The folly of the ultra-liberal policies and the impossibility of a magic recipe that will make capitalism work for everyone and for the long term is shown by the areas heaviest hit by the current crisis: the Baltic states, the UK, Ireland and Spain. All are countries that built up massive economic bubbles, often based in real estate, by stimulating the influx of large amounts of very liquid international capital. Regimes of deregulation, privatization and so forth constituted effectively ‘original accumulation’ not just of state assets, but also of the capital invested in manufacturing and industry, which was abandoned almost totally in favor of financial capital. But what the governments of these countries should have known is that the primacy of financial capital over industrial capital, and more importantly a severing of the link between financial capital and real-world production, creates credit bubbles. These may cause a country’s economy to be in an upswing for a serious period of time, but in the long run always must burst and the bigger and more prolonged the bubble, the more severe the economic crisis that follows it. This harsh lesson of capitalism is now being learned by the Irish, the Latvians, and so forth.

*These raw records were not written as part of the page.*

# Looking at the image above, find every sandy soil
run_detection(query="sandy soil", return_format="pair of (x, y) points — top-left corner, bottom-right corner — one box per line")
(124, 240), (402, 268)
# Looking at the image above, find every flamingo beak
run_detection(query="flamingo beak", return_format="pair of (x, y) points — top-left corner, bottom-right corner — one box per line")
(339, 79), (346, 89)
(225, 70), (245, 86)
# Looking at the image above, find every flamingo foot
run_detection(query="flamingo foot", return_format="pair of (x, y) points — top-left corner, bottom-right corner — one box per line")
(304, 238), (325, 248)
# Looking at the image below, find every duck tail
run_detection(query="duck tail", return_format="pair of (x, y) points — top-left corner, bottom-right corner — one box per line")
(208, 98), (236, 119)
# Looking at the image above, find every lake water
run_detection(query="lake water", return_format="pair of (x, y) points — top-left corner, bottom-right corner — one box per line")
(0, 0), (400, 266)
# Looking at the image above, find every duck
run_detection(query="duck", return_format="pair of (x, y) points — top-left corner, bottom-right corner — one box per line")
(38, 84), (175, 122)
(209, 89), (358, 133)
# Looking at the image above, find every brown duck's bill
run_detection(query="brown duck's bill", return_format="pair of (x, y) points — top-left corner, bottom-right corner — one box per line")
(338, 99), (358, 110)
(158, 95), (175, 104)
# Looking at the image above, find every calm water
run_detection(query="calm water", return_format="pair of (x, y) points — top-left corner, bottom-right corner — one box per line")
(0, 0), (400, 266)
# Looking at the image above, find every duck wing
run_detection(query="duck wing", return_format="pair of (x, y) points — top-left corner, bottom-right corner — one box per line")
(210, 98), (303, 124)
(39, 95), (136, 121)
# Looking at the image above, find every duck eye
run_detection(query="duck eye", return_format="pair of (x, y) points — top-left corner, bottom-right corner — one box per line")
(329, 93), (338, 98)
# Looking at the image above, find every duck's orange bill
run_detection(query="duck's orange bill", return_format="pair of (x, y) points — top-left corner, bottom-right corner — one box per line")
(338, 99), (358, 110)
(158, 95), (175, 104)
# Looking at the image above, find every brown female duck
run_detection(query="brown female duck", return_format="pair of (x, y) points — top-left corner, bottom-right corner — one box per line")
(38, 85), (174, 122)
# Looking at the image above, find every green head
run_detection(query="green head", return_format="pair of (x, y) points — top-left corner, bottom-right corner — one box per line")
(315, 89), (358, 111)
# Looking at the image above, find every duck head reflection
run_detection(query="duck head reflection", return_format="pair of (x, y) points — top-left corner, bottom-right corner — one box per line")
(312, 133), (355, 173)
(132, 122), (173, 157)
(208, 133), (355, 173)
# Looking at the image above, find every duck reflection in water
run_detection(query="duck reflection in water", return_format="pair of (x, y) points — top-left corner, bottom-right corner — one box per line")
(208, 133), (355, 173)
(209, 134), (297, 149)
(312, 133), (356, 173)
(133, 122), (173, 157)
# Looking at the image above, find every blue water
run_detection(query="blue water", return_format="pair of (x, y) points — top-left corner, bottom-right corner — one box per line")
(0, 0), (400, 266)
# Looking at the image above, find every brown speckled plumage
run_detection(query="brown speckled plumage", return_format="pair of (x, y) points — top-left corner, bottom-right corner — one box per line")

However, the social-democratic Krugmanite response that this is all to be blamed on deregulation and that the answers can be found in a program of stricter regulations on stockjobbing and counter-cyclical state investment in the Keynesian style is just as mistaken. As shown in the 1970s, such a policy has no ability to either impede or prevent economic crisis either, especially as external shocks can be impossible for states to ‘invest against’ without piling up massive state debts and engendering high inflation. The result of this will be on the one hand a middle class revolt over the loss of value of their assets, and on the other hand a loss of capitalist investor confidence which will undermine the ability of the government in question to repay their debts. The political expression of these class forces will then be a severe ‘counteroffensive’ of capital in the form of heavy cuts in public spending, lower taxes, union breaking and so forth – in other words, nothing different than what we see now. All this has happened in the 1840s, in the 1870s-1880s, in the 1930s, and in the 1970s, and it is now happening again, with the exact same futile ‘right’ measures and alternative ‘left’ measures proposed. As the writer of Ecclesiastes puts it: The thing that hath been, it is that which shall be; and that which is done is that which shall be done: and there is no new thing under the sun.(2) Wiser than this Krugmanism is the response of the Communists: the crises created by capital endure as long as capital endures. We, as radicals, take the thing by its root: the abolition of capital is the true overcoming of crisis.
1) “European day of protests and strikes: live updates”. http://www.guardian.co.uk/world/2010/sep/29/european-protests-strikes-budget-cuts
2) Ecclesiastes 1:9.
actually the big problem with european economies isn’t “ultra-liberal policies” but rather the opposite. to take the sample case of Spain:
“GDP growth is sluggish and a fifth of the workforce is unemployed. Two features of Spain’s jobs market share much of the blame: the high cost of firing permanent workers, and a wage system that binds firms to industry-wide pay deals.”
“Because it is so costly to lay off workers, businesses are reluctant to hire them in the first place. ”
Haha well that is easily refuted. Remember how they were claiming just 5-10 years ago how the social systems of France and Germany were totally unsustainable because of insufficient free markets, as proven by their unemployment rate being so much higher than in the US? Now the US itself has more unemployment than Germany by quite a bit. In fact, the Netherlands has the exact same labor regulations as Spain does as described in that article, and Dutch unemployment is less than half that of the United States. It’s the usual ad hoc Economist bullshit.